Sometimes the most effective approach to research is simply to take a closer look at existing data and analyze it in new ways. This is exactly the strategy Sara Paton, Ph.D., employed when called on to lead an investigation into alarmingly high breast cancer rates in Madison County, Ohio.
Paton is an assistant professor of community health with the medical school’s Center for Global Health Systems, Management, and Policy and an epidemiologist with Public Health —Dayton and Montgomery County. She was supported in the research by Marietta A. Orlowski, Ph.D., an associate professor of community health and of health, physical education, and recreation, and Sylvia Ellison, M.A., a research assistant with the center.
The need for the study became clear in 2007 when data from the U.S. Centers for Disease Control and Prevention (CDC) indicated that the incidence and severity of breast cancer in the county from 2001-2003 were the highest in Ohio, as well as being substantially higher than the national average. When state Senator Chris Widener, who was a state representative at the time, learned of the CDC data, he contacted officials at Wright State about investigating the problem. In response, University President David R. Hopkins, P.E.D., commissioned the study by Paton and her colleagues.

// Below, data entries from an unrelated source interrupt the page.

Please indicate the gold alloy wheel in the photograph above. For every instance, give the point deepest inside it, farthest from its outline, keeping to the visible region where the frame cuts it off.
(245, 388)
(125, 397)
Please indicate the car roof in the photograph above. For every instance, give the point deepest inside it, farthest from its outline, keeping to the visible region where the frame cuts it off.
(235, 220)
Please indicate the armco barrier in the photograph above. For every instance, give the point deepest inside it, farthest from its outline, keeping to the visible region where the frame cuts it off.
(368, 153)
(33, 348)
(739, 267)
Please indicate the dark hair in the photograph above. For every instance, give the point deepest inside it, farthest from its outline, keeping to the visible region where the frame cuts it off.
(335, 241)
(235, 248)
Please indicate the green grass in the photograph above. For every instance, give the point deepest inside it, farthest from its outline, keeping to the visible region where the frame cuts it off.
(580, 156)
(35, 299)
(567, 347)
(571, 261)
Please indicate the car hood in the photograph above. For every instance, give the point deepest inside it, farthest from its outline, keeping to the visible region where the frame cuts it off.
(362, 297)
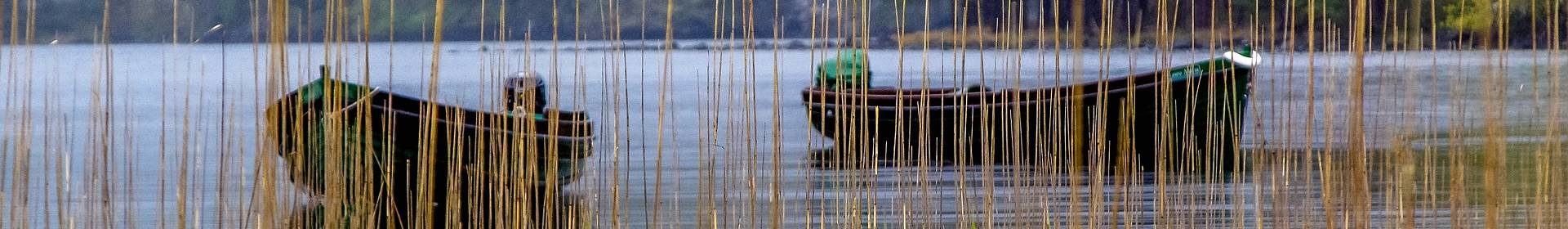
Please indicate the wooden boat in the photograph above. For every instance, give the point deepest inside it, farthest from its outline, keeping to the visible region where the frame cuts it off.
(352, 138)
(1187, 116)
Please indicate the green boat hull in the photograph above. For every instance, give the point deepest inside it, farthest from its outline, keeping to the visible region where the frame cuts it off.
(1187, 116)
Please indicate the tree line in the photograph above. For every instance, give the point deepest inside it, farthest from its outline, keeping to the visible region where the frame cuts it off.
(1460, 22)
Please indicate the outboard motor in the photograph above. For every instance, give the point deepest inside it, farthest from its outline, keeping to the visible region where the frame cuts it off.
(526, 93)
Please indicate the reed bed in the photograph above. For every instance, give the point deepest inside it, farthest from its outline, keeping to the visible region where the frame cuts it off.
(1402, 114)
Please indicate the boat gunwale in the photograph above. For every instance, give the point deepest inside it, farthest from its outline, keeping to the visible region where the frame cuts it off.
(980, 104)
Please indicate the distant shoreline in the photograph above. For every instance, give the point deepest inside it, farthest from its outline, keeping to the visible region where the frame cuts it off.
(889, 44)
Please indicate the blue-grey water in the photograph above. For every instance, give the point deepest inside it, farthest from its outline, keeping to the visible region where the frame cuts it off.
(180, 123)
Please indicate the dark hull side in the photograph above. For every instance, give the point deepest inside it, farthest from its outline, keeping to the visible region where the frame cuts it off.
(372, 141)
(1189, 123)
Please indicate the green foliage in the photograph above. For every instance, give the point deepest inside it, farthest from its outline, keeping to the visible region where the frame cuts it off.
(1468, 16)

The first step in conducting the study, Paton explained, was to collect data from additional sources covering a longer span of time. In particular, she reviewed data from the Ohio Department of Health, the CDC, and the Ohio Cancer Incidence Surveillance System.
“We were able to look at all the breast cancer patients in Madison County from 1996 through 2006,” Paton said, “and do data analysis for those women, looking at descriptive factors and incidence and mortality.”
Paton then compared the numbers to those of five similar Ohio counties, the state as a whole, and the overall U.S. population. What she found was quite gratifying.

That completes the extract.